Bulgarian Festivals and Holidays

Festivals, holidays, Celebrations

Kukeri (кукери) is a traditional festival or ritual in January to scare away evil spirits. Men in costumes perform the ritual. The costumes cover most of the body and include decorated wooden masks of animals and large bells attached to the belt. The kukeri walk and dance through the village to scare evil spirits away with the costumes and the sound of the bells. It is also to provide a good harvest, health, and happiness to the village during the year.

March 1st marks the Bulgarian holiday called Baba Marta. “Baba Marta” means Grandmother March in Bulgarian. This holiday helps to usher out winter and welcome spring with the giving of martenitsi, a white or red thread doll or amulet.  Many people tie them on their wrists or to their bags. If you’re in Bulgaria, you’ll see trees “wearing” the martenitsi that they have been given by passersby.

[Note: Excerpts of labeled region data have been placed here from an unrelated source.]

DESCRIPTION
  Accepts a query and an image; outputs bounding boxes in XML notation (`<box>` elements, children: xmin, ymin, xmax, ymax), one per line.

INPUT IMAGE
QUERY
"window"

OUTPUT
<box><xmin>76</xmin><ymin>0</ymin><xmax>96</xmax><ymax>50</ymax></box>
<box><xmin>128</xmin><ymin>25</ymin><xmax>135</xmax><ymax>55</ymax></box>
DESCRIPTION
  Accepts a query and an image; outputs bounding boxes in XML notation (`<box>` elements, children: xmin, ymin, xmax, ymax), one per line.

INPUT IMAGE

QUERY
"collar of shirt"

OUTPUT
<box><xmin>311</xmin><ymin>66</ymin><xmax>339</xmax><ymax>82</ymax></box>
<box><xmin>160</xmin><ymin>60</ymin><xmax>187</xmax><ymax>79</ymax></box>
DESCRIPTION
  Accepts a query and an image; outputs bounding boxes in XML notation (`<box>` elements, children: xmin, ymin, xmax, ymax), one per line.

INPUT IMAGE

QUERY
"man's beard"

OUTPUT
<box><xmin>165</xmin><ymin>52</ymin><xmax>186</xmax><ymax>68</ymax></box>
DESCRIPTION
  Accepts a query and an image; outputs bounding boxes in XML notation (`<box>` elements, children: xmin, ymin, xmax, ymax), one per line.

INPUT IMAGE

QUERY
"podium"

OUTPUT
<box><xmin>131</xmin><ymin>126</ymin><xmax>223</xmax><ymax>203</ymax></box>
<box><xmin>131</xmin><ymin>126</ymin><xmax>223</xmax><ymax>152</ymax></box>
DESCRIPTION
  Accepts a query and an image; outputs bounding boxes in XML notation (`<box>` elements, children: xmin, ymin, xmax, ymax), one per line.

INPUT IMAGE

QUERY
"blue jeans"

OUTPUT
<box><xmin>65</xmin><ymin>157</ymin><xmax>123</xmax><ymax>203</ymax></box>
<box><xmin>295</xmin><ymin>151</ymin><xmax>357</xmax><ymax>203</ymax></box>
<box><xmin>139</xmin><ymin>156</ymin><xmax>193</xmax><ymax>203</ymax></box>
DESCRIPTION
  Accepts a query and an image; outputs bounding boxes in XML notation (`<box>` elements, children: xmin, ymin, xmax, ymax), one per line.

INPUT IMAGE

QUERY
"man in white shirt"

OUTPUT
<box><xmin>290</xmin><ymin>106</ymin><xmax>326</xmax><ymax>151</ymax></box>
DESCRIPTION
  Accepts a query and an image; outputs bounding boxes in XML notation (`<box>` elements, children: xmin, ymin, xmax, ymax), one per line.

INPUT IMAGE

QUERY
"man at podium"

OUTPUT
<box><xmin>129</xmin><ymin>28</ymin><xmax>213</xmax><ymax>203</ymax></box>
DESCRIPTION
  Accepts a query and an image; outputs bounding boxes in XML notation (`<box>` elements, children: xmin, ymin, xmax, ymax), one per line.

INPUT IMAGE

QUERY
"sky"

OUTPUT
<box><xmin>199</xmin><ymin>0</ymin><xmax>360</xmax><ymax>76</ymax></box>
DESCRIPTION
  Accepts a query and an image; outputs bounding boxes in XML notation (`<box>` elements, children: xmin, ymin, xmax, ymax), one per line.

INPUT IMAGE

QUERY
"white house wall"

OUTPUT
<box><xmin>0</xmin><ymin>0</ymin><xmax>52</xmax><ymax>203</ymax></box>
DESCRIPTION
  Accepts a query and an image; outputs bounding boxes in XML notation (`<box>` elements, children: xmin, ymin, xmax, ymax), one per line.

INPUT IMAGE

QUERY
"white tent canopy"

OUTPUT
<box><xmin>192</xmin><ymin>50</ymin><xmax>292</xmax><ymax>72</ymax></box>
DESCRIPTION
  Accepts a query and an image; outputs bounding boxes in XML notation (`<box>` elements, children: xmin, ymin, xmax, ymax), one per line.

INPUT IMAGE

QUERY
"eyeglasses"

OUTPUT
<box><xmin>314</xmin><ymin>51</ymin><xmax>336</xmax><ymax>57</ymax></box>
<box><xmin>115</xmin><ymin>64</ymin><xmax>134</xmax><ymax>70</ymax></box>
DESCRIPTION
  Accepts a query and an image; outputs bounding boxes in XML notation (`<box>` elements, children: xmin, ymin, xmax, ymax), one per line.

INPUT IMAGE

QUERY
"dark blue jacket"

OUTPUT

24 May is known as the “Bulgarian Education and Culture, and Slavonic Literature Day”. It is national holiday celebrating Bulgarian culture, literature and the alphabet. Saints Cyril and Methodius are the most celebrated saints in the Bulgarian Orthodox church, and icons of the two brothers can be found in every church.  They are the “Apostles of the Slavs”. They invented the Cyrillic alphabet that is used by the Bulgarians and also by the Russians.